Steve started doing his own investigation and began researching other crashes like Hannah’s. Today, he’s convinced that the Lindsay X-Lite Terminal (the guardrail system in place) was to blame, and he accuses the Tennessee Department of Transportation of not doing more.

“I’m shocked! The audacity! What bothers me is that they’re playing Russian Roulette with people’s lives. They know these devices do not perform at high speeds and in situations like my daughter’s accident, but they leave them in place.”

Mark Nagi is a spokesperson for the Tennessee Department of Transportation. Nagi said it was just days before Hannah’s accident that the Lindsay X-Lite Terminal was removed from the State’s qualified products list. It seems the department was concerned about how the terminals held up over time, in particular, the parts that are supposed to crumple on impact.

The department wasn’t planning on installing new ones, but there were existing ones in place across highways statewide. Then, later in the year, the department decided to completely remove end-terminals from places with a speed limit greater than 45. This process has commenced, but Nagi said it could be early summer before the process is complete.

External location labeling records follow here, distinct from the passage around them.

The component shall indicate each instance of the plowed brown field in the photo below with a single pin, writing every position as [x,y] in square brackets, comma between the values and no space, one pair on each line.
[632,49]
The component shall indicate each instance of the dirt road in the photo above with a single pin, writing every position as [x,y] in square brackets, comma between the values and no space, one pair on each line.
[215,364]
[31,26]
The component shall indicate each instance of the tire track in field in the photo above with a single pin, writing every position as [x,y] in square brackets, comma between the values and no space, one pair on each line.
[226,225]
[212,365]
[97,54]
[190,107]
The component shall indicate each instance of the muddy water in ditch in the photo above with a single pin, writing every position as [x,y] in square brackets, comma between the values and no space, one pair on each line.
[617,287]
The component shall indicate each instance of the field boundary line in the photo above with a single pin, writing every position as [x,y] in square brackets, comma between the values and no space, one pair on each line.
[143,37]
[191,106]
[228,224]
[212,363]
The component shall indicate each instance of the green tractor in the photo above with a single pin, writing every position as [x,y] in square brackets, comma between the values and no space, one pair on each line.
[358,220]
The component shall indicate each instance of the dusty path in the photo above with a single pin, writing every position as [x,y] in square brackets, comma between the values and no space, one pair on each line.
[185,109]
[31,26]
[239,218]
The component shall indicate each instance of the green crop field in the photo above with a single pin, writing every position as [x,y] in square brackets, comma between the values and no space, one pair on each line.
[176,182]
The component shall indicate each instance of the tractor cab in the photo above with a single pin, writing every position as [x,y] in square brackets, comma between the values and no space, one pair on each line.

Of course, Steve Eimers is very skeptical that the state will do the right thing and sees the letter addressed to his dead daughter as just another sign of incompetence by the agency.

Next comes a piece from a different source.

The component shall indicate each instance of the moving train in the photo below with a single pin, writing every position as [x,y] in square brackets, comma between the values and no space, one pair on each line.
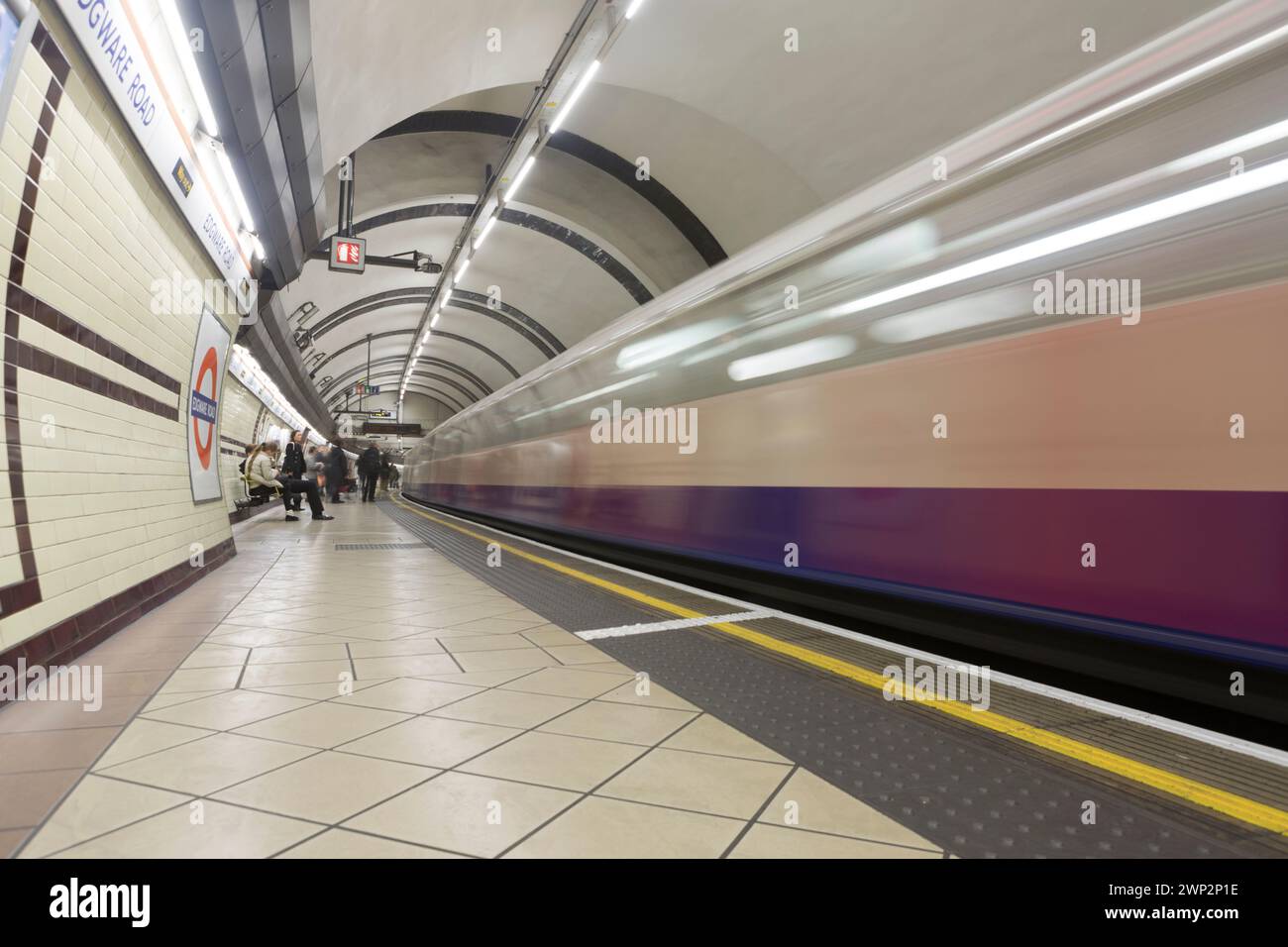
[1028,392]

Nagi said the letter was sent due to a “processing error” and that a new letter had been sent to the family to explain the error, apologizing, and advising that there is no billing.

“TDOT greatly apologizes for this mistake. There is no excuse for the letter/bill that was sent, and we will take measures to make sure that this never happens again.”

In the meantime, Hannah’s father plans to go to Nashville to advise legislators about the dangers of the guardrail involved in Hannah’s crash and to advocate for safer ones.

“I’m anticipating a meeting with the Governor, but I’d like federal oversight on this. This could be an extraordinarily deadly device. If my daughter lived in Virginia and this happened, she’d still be alive.”

The Daily News reported that Hannah Eimer was driving her father’s Volvo on I-75 near Niota when the fatal crash occurred.

Her father, Steve, said he was “flabbergasted” that the agency would bill his daughter for the defective device that killed her. According to the Daily News, the guardrail impaled the vehicle instead of deflecting the car or absorbing its impact, resulting in Hannah being struck in the head and chest and pushed into the back seat of the vehicle.

The state Department of Transportation has advised it will begin accepting bids to remove most of the X-Lite rails from state roads, especially in places where the speed limit is greater than 45 mph.

USA Today reported that the guardrail Hannah’s vehicle hit was supposed to collapse like a telescope when hit on the end; however, when speeds are higher than around 60 mph they don’t always work as expected. On the stretch of I-75 where Hannah died the speed limit was 70 mph.

About two months before Hannah’s fatal accident, the Virginia Department of Transportation had removed this model from its approved product list because an independent contractor had performed crash tests and they were concerned about the results.

This concern came to light after whistleblower Joshua Harman won a $663 million settlement against Trinity Industries, saying that, without prior approval from the Federal Highway Administration, the company altered its ET-Plus model terminal.

“It worked perfectly and they changed it for monetary reasons and now it’s killing people. More than 20,000 ET-Plus end-caps remain on Tennessee roads — any number of which could be the more dangerous, altered model. I’ve got to be able to look the next mom or dad in the eye and say, ‘I tried to make some changes in the culture of TDOT. I tried to get some dangerous devices off the road.'”

Trinity Industries has since been involved in many lawsuits in which crash victims allege that the unauthorized changes caused vehicles to be speared by the guardrails, resulting in injuries and sometimes death.